こういった要素はスタートアップがプロダクトを作る際にはとても大切だ。プロダクトのみならず、組織を作る際にもとても役に立つ。

日本社会は、日本語という世界的に特殊な共通言語を共有している点で、自然とコミュニティは強いのかもしれない。その点英語圏の国は不利だ。移民やグローバライゼーションなどを仮想敵にする必要があるのかもしれない。

アメリカのLBGTや日本のオタクやSEALsを考えると面白い。LGBTが社会的に認められると、一見彼らは幸せに映るけれど、コミュニティ内に存在していた、仮想敵や共通目的がなくなり、コミュニティの”面白さ”がなくなる。オタクやSEALSも、社会的に認められてしまうと組織としてのマグニチュードが低くなる。
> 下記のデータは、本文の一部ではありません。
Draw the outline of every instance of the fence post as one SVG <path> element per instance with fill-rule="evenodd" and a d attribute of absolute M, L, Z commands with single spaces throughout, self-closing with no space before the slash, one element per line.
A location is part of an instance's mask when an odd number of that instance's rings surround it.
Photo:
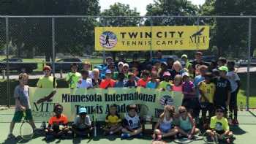
<path fill-rule="evenodd" d="M 249 110 L 249 89 L 250 89 L 250 65 L 251 65 L 251 36 L 252 36 L 252 18 L 249 18 L 248 24 L 248 52 L 247 52 L 247 86 L 246 86 L 246 110 Z"/>
<path fill-rule="evenodd" d="M 9 65 L 9 18 L 5 17 L 5 40 L 6 40 L 6 45 L 7 45 L 7 98 L 8 98 L 8 105 L 7 107 L 10 107 L 10 65 Z"/>
<path fill-rule="evenodd" d="M 52 58 L 52 67 L 53 74 L 55 77 L 55 18 L 51 18 L 51 29 L 52 29 L 52 47 L 53 47 L 53 58 Z"/>

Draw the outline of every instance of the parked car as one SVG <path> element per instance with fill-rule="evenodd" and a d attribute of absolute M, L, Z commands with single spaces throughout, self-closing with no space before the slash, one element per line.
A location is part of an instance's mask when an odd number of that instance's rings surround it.
<path fill-rule="evenodd" d="M 240 67 L 246 67 L 248 64 L 248 60 L 240 60 L 238 62 Z M 256 58 L 251 58 L 251 64 L 250 66 L 256 66 Z"/>
<path fill-rule="evenodd" d="M 82 69 L 82 61 L 78 58 L 70 58 L 58 60 L 55 63 L 55 72 L 59 72 L 61 70 L 63 72 L 70 72 L 70 66 L 73 63 L 77 63 L 78 64 L 78 69 Z"/>
<path fill-rule="evenodd" d="M 7 69 L 7 59 L 0 61 L 0 69 Z M 23 62 L 20 58 L 9 58 L 9 69 L 17 70 L 18 72 L 31 73 L 33 70 L 37 69 L 37 63 Z"/>

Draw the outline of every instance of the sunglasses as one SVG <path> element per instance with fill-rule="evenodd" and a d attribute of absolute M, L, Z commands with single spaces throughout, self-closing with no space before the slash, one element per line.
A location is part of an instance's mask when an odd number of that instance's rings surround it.
<path fill-rule="evenodd" d="M 223 110 L 216 110 L 217 113 L 223 113 Z"/>
<path fill-rule="evenodd" d="M 180 114 L 186 113 L 186 111 L 178 112 Z"/>

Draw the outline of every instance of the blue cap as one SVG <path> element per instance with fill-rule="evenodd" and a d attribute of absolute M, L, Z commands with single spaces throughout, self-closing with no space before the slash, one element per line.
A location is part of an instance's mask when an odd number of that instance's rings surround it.
<path fill-rule="evenodd" d="M 81 114 L 81 113 L 87 113 L 87 110 L 86 108 L 85 107 L 80 107 L 79 109 L 79 114 Z"/>

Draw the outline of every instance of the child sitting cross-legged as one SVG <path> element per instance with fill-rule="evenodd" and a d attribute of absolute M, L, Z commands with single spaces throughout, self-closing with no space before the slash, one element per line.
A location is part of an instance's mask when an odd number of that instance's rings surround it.
<path fill-rule="evenodd" d="M 195 123 L 187 113 L 186 107 L 180 106 L 178 107 L 178 127 L 177 127 L 179 134 L 181 136 L 187 137 L 188 139 L 192 139 L 193 135 L 198 133 L 200 130 L 195 127 Z"/>
<path fill-rule="evenodd" d="M 87 115 L 87 109 L 80 107 L 79 115 L 75 118 L 72 125 L 74 137 L 76 136 L 92 136 L 93 127 L 89 115 Z"/>
<path fill-rule="evenodd" d="M 110 105 L 110 113 L 106 116 L 105 122 L 107 125 L 103 128 L 105 134 L 113 134 L 121 132 L 122 129 L 121 119 L 117 113 L 117 105 L 116 104 Z"/>
<path fill-rule="evenodd" d="M 67 117 L 62 114 L 62 105 L 56 105 L 53 111 L 55 115 L 49 119 L 48 127 L 45 129 L 46 140 L 53 138 L 64 138 L 69 130 L 67 126 Z"/>
<path fill-rule="evenodd" d="M 121 139 L 129 138 L 130 137 L 137 136 L 142 137 L 142 128 L 140 118 L 137 114 L 137 106 L 135 105 L 129 105 L 127 106 L 128 113 L 125 114 L 123 121 L 123 129 Z"/>
<path fill-rule="evenodd" d="M 173 127 L 175 108 L 171 105 L 165 105 L 158 122 L 155 125 L 152 137 L 155 140 L 161 140 L 162 137 L 175 136 L 178 132 Z"/>
<path fill-rule="evenodd" d="M 218 140 L 225 140 L 227 143 L 232 143 L 234 140 L 233 132 L 230 130 L 228 122 L 224 117 L 225 108 L 222 106 L 217 106 L 216 108 L 216 115 L 211 117 L 210 129 L 206 133 L 211 136 L 211 140 L 217 135 Z"/>

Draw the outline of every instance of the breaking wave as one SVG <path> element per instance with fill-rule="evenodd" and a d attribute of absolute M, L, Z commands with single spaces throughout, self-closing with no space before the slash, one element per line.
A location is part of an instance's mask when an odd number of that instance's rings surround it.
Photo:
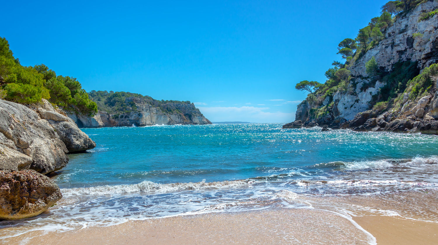
<path fill-rule="evenodd" d="M 64 196 L 72 196 L 83 195 L 103 195 L 134 192 L 168 193 L 186 190 L 236 188 L 247 186 L 248 185 L 248 179 L 209 182 L 205 182 L 205 180 L 204 179 L 200 182 L 169 184 L 160 184 L 146 180 L 133 185 L 64 189 L 61 189 L 61 191 Z"/>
こうして考えると、ISISや北朝鮮空爆や制裁を与えるのは逆効果なのではないかと思ってしまう。空爆や制裁は彼らのコミュニティを強くする。彼らが組織として一番弱体化しやすいのは、国家として認められて、国連に加盟する時なのかもしれない。

 

話は逸れたけれど、いろんな思考実験をしながら読めるとても楽しい本だった。

彼の超人的な努力やエキサイティングなキャリアライフについての物語もとても楽しかった。おすすめ。